Thu Jun 18 12:41:18 UTC 2015

Hi Amos,

> On 18/06/2015 11:42 p.m., James Hunter wrote:
>> Hi,
>>
>> I've been looking to inject special JavaScript code into every HTML page
>> my squid proxy receives via HTTPS connections, this is for an
>> application where the users will be fully aware of the injection.
> Lets start with how this is a truly terrible idea.
>
> The content you are seeking to change is:
> a) somebody elses property,
> b) copyrighted as such,
> c) potentially subject to external checksum and digital protections,
> d) HTTP relies on it being unchanged from origin server copies for
> correct revalidation operations.
This is for stress testing tool that requires the knowledge of what the 
user is doing to record (at a browser event level) the keyboard and 
mouse activities, this occurs on just a single authorized domain that 
they must have signed consent for. If they use the proxy for a domain 
that that is not authorized it redirects them to our web app to seek 
authorization. There is no way to do this without injecting our own 
Javascript library to push those events to a recording application.
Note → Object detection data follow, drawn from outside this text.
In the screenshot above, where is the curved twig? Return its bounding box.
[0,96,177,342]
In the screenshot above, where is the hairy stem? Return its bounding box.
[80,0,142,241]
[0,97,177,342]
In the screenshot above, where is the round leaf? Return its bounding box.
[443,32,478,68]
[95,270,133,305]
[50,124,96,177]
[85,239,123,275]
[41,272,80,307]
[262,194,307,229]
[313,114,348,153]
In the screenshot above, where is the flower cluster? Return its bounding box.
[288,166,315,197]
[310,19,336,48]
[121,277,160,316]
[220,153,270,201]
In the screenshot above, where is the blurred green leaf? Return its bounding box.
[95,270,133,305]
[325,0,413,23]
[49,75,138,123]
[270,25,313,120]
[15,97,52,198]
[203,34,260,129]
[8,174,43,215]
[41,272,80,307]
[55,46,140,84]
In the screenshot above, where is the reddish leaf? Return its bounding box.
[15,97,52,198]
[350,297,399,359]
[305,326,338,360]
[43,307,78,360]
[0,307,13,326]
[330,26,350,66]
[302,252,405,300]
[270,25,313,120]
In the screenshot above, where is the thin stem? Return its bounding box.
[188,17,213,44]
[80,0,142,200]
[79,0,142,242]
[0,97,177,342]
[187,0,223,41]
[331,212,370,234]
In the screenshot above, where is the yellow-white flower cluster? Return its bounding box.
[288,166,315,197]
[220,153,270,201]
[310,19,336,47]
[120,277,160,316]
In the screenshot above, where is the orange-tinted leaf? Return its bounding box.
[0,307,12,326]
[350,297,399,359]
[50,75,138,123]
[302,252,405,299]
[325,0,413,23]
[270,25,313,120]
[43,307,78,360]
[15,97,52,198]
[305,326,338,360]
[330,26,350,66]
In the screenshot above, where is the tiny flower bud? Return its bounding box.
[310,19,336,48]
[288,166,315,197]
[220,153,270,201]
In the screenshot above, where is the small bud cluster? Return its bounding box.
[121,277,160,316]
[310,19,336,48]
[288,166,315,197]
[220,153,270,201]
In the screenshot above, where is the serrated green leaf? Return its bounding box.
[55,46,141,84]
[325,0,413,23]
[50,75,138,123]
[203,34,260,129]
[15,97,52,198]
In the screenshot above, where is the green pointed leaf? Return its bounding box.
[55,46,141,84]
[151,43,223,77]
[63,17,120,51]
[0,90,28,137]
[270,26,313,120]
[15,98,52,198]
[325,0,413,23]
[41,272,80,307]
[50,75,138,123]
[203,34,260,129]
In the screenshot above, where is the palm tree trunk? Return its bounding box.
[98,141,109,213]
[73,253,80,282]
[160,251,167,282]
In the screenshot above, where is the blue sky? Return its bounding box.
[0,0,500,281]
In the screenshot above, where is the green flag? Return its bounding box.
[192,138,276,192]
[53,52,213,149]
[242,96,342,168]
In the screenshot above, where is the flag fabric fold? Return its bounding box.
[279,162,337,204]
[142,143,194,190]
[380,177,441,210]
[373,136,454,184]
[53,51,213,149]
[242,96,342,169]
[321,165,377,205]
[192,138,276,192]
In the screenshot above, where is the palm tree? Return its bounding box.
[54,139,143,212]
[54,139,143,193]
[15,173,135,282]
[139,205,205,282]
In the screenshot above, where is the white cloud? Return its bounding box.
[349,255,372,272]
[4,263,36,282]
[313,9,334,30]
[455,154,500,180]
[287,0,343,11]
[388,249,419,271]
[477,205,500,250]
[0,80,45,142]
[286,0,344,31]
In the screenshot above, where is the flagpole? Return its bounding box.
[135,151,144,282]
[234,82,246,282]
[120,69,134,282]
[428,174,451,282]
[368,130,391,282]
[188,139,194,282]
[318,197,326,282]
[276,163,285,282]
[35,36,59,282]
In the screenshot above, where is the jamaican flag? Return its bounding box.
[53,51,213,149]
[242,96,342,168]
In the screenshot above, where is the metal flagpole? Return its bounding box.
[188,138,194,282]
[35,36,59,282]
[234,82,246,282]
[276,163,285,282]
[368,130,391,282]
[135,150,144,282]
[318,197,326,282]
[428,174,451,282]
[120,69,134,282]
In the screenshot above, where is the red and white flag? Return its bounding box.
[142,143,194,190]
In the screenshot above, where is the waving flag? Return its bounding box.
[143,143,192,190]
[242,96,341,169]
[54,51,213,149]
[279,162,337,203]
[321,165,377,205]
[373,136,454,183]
Hopefully that's not a truly terrible one :) just a necessity for us

>
>> I've correctly configured Squid to do the SSL Bump, having verified in
>> WireShark that the two sides are communicating via separate connections.
> That means little these days. Splice works via two connections and Squid
> does not participate in the TLS layer inside those connections.
>
> You have to also confirm that Squid has access to the decrypted data,
> that shows up in wireshark as different sets of crypto operating on each
> connection.
I will verify this, I was wondering where (from a C++ level) I can gain 
access to the segments of each request - I couldn't see in the source 
where the "data segment" is available, could anyone point me to the file 
where the data is available in it's raw format (as a void* or similar)

>
>> Can someone point out where the plain HTTP / TCP request flows through
>> squid, after it's deciphered by one side - but before it's encrypted for
>> the other? I want to scan the buffer's to find any <BODY> tags and
>> ensure that the script is inserted.
> The "page" is not plaintext HTTP. Its binary payload. Squid is designed
> explicitly NOT to touch them.
>
> It is also relayed as given, spread over many smaller buffer segments
> and very likely compressed. There is 0 guarantee that you will be able
> to see a whole sequence of "<BODY>" characters as a string even if one
> existed bare in the payload.
>
> If you want to do payload adaptation use an ICAP service or eCAP module.
> The above guarantee is still not provided, but the *CAP APIs provide
> easier ways to access the transaction data.
> NP: Dont forget to skip altering any and all messages with
> "Cache-Control:no-transform" header - that is critical.
Understood, we will have to create some sort of bitstream analyzer that 
can handle separate segments of binary data (for the same URL).

I will investigate the ICAP and eCAP facilities if I can't get direct 
access to the data from within the code.

James